The Ocean is the ultimate global commons. Life originated on earth because it has the Ocean: water in liquid state on its surface. Although curiosity has pushed humankind to search for life in outer space, there is still no other planet with life in the known universe.
Life on earth originated in the margins of the primordial ocean and for millions of years evolved in this aquatic milieu. To be certain, the Ocean is a thin[1] layer of fluid that plays an essential role in making the planet livable. The ocean is the ultimate global commons because it provides essential ecological services to all humankind, making life possible on our planet. One example: marine plants produce annually 36 billion tons of oxygen, equal to 70 per cent of the oxygen in the atmosphere. I cannot think of a more fundamental reason to assert that every form of life on the earth has a stake on the health of the ocean. In particular, all human beings have a stake in the ocean and we are responsible for its health.
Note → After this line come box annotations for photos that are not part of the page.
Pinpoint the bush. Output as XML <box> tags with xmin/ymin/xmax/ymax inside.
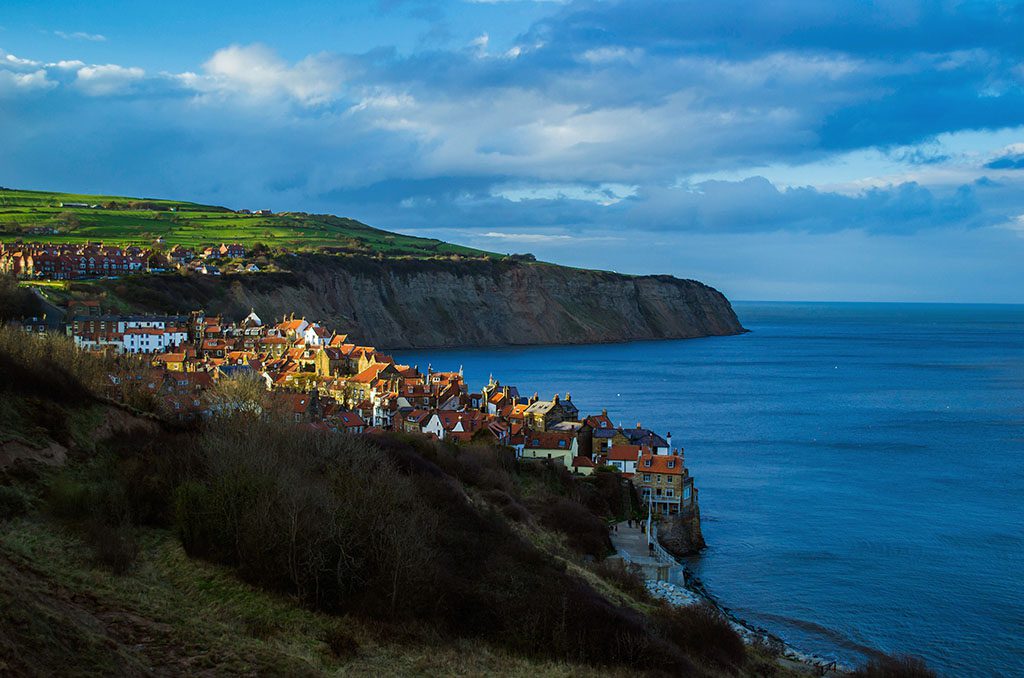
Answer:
<box><xmin>655</xmin><ymin>604</ymin><xmax>746</xmax><ymax>674</ymax></box>
<box><xmin>86</xmin><ymin>521</ymin><xmax>138</xmax><ymax>575</ymax></box>
<box><xmin>324</xmin><ymin>625</ymin><xmax>359</xmax><ymax>660</ymax></box>
<box><xmin>47</xmin><ymin>475</ymin><xmax>92</xmax><ymax>520</ymax></box>
<box><xmin>0</xmin><ymin>485</ymin><xmax>32</xmax><ymax>520</ymax></box>
<box><xmin>591</xmin><ymin>558</ymin><xmax>655</xmax><ymax>603</ymax></box>
<box><xmin>528</xmin><ymin>495</ymin><xmax>611</xmax><ymax>558</ymax></box>
<box><xmin>852</xmin><ymin>655</ymin><xmax>936</xmax><ymax>678</ymax></box>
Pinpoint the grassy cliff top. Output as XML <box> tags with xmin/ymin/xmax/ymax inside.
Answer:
<box><xmin>0</xmin><ymin>187</ymin><xmax>500</xmax><ymax>257</ymax></box>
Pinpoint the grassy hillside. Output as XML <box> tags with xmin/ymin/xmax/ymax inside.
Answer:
<box><xmin>0</xmin><ymin>188</ymin><xmax>497</xmax><ymax>257</ymax></box>
<box><xmin>0</xmin><ymin>330</ymin><xmax>806</xmax><ymax>678</ymax></box>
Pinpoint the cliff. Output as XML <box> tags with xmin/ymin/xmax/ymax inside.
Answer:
<box><xmin>104</xmin><ymin>254</ymin><xmax>743</xmax><ymax>348</ymax></box>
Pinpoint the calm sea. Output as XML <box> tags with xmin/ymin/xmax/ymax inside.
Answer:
<box><xmin>397</xmin><ymin>302</ymin><xmax>1024</xmax><ymax>676</ymax></box>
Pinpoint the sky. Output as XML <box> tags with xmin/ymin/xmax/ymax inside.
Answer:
<box><xmin>0</xmin><ymin>0</ymin><xmax>1024</xmax><ymax>303</ymax></box>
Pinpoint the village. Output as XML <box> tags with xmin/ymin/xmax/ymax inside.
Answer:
<box><xmin>0</xmin><ymin>239</ymin><xmax>260</xmax><ymax>281</ymax></box>
<box><xmin>22</xmin><ymin>300</ymin><xmax>696</xmax><ymax>515</ymax></box>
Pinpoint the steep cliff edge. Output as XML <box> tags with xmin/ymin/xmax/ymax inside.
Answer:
<box><xmin>101</xmin><ymin>254</ymin><xmax>743</xmax><ymax>348</ymax></box>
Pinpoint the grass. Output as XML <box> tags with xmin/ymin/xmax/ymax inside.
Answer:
<box><xmin>0</xmin><ymin>516</ymin><xmax>625</xmax><ymax>676</ymax></box>
<box><xmin>0</xmin><ymin>188</ymin><xmax>499</xmax><ymax>257</ymax></box>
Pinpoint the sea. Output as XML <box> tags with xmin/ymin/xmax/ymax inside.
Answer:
<box><xmin>395</xmin><ymin>302</ymin><xmax>1024</xmax><ymax>676</ymax></box>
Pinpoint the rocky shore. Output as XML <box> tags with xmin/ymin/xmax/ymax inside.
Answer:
<box><xmin>646</xmin><ymin>578</ymin><xmax>853</xmax><ymax>676</ymax></box>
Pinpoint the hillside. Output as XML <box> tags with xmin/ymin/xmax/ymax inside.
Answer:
<box><xmin>71</xmin><ymin>254</ymin><xmax>743</xmax><ymax>349</ymax></box>
<box><xmin>0</xmin><ymin>187</ymin><xmax>498</xmax><ymax>257</ymax></box>
<box><xmin>0</xmin><ymin>330</ymin><xmax>790</xmax><ymax>677</ymax></box>
<box><xmin>0</xmin><ymin>189</ymin><xmax>743</xmax><ymax>348</ymax></box>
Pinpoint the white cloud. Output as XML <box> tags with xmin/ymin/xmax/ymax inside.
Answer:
<box><xmin>195</xmin><ymin>44</ymin><xmax>343</xmax><ymax>105</ymax></box>
<box><xmin>46</xmin><ymin>58</ymin><xmax>85</xmax><ymax>71</ymax></box>
<box><xmin>0</xmin><ymin>69</ymin><xmax>56</xmax><ymax>96</ymax></box>
<box><xmin>75</xmin><ymin>63</ymin><xmax>145</xmax><ymax>96</ymax></box>
<box><xmin>580</xmin><ymin>47</ymin><xmax>644</xmax><ymax>63</ymax></box>
<box><xmin>0</xmin><ymin>49</ymin><xmax>39</xmax><ymax>68</ymax></box>
<box><xmin>53</xmin><ymin>31</ymin><xmax>106</xmax><ymax>42</ymax></box>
Once I was explaining that due to the nature of fluids, the Ocean should be considered to be one, singular: one Ocean. The statement created a strong reaction from part of the audience, many of them lawyers[2], who immediately challenged the unity of the ocean concept and argued in favor of maritime spaces subject to dominant national interest, reflecting the vision of the ocean as open to the competition and dominion of nations, i.e. a territorial space.
[1] On average the radius of the planet is 6371 kilometers, the ocean on average is 3733 meters deep, i.e. a thickness of 0.058 % or 6 ten thousands of the radius. The Ocean is to the earth thinner than the skin to an apple.
[2] Half of the lawyers in this world are trained within the Roman legal tradition, the other half under consuetudinary law. The commons is a concept that emerges naturally and is harmonious within consuetudinary law but it doesn’t fit easily in the roman tradition where it becomes public good or public space.